Streaming zip archive

Hi,

I'm trying to implement Zip archive creation with incremental streaming to avoid writing an entire copy of the archive in the memory.
Basically this means:

  1. write some data in the zip archive
  2. slice the buffered content of the archive
  3. stream it to Amazon s3
  4. repeat until all data source have been written

Here is an example of that implemented in Java.

In Rust there is this crate to build Zip archive zip.
For the purpose, there is a simple example:

use std::error::Error;
use std::fs::File;
use std::io::{Cursor, Read, Write};
use zip::write::FileOptions;

fn main() -> Result<(), Box<dyn Error>> {
    let cursor: Cursor<Vec<u8>> = Cursor::new(vec![]);
    let mut zip = zip::ZipWriter::new(cursor);
    let options = FileOptions::default().unix_permissions(0o755);

    let mut f1 = File::open("source_file/dark_ocean.png")?;
    let mut i_buf = [0; 256];
    let mut o_buf = [0; 256];
    zip.start_file("dark_ocean.png", options)?;
    loop {
        let n = f1.read(&mut i_buf[..])?;
        if n == 0 {
            break;
        }
        zip.write_all(&i_buf[..n])?;
        let i = cursor.read(&mut o_buf)?;
        // and then send out o_buf content to s3 or whatever
    }
    zip.finish()?;
    Ok(())
}

The problem with zip crate is that I can't write and read in the same time the content of the archive buffer (Cursor::new(vec![]);) to stream it, because the cursor is moved when the ZipWritter is created zip::ZipWriter::new(cursor). I can access to the archive buffer only after I call zip.finish(). But then I have to wait that all the data has been put into the archive, and this is not what I want.
I want to stream the content incrementally while it's being written.

So I'm not sure if this is possible to do with the zip crate. And I have not really the choice since I'm interested only by zip format. And the zip crate seems to be the only solution available in Rust for zip archive creation.

Note: That implementation is also possible in JS with this lib -> archiver - npm
I share this to better explain what I'm looking for.

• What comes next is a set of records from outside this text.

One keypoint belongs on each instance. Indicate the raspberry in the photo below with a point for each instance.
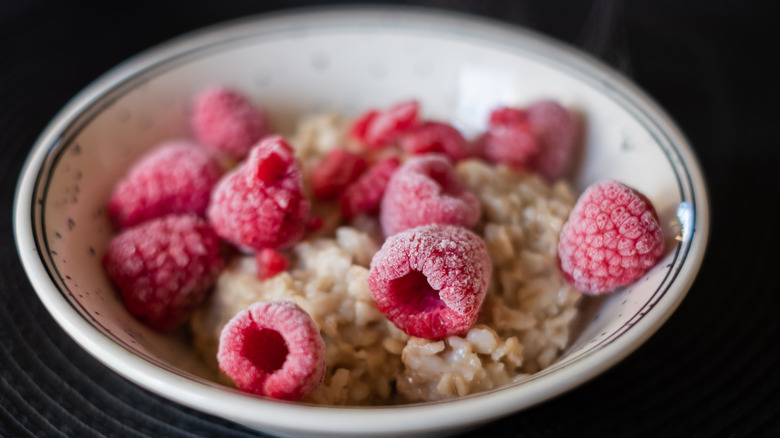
(365, 194)
(425, 190)
(336, 172)
(260, 204)
(612, 238)
(175, 177)
(431, 281)
(273, 349)
(506, 116)
(436, 137)
(510, 138)
(384, 127)
(269, 263)
(555, 130)
(164, 267)
(225, 121)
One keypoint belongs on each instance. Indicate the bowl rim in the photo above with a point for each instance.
(340, 421)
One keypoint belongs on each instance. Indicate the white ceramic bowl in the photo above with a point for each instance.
(349, 60)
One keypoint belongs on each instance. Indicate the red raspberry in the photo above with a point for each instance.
(225, 121)
(555, 130)
(510, 138)
(336, 172)
(269, 263)
(612, 238)
(425, 190)
(175, 177)
(261, 204)
(164, 267)
(436, 137)
(365, 194)
(506, 116)
(384, 127)
(273, 349)
(431, 281)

That's not a problem with the crate, that's a problem with your mental model :upside_down_face: Probably the single biggest invention of Rust is disallowing simultaneous readers and writers, which prevents data races and memory management issues.

If you are 100% sure you are never going to read while writing (i.e. your code ensures that readers and writers take turns), then you have two possibilities:

  1. the more type-safe but slightly more cumbersome way, which I would prefer, is to rearrange your code in such a way that the Cursor is only created temporarily with a mutable reference to the vector (there's a blanket impl Write for &mut W where W: Write so that ought to work), and its position is remembered (and reset again and again) in a separate variable.
  2. You can use interior mutability and wrap the Cursor in a RefCell so that reading XOR writing is enforced at runtime. (This will allow you to mutate the cursor through shared references, and once again relies on the blanket impl mentioned above.)

I don't see anything wrong with your use case, but clearly passing Cursor to ZipWriter::new won't work. You'll have to implement your own Write + Seek implementation that performs the streaming.

The Java example you link to seems a bit faulty as it buffers the entire zip file in memory (even though it overlaps sending already compressed parts with the compression of later parts.)

Aside from that, even if you allowed for buffering the entire zipped content in memory, I think in Rust this will require unsafe code (or a crate) since you have no way to express "read from the first 5MB of this Vec in a separate thread" while the second 5MB of the same Vec are being written to in safe Rust.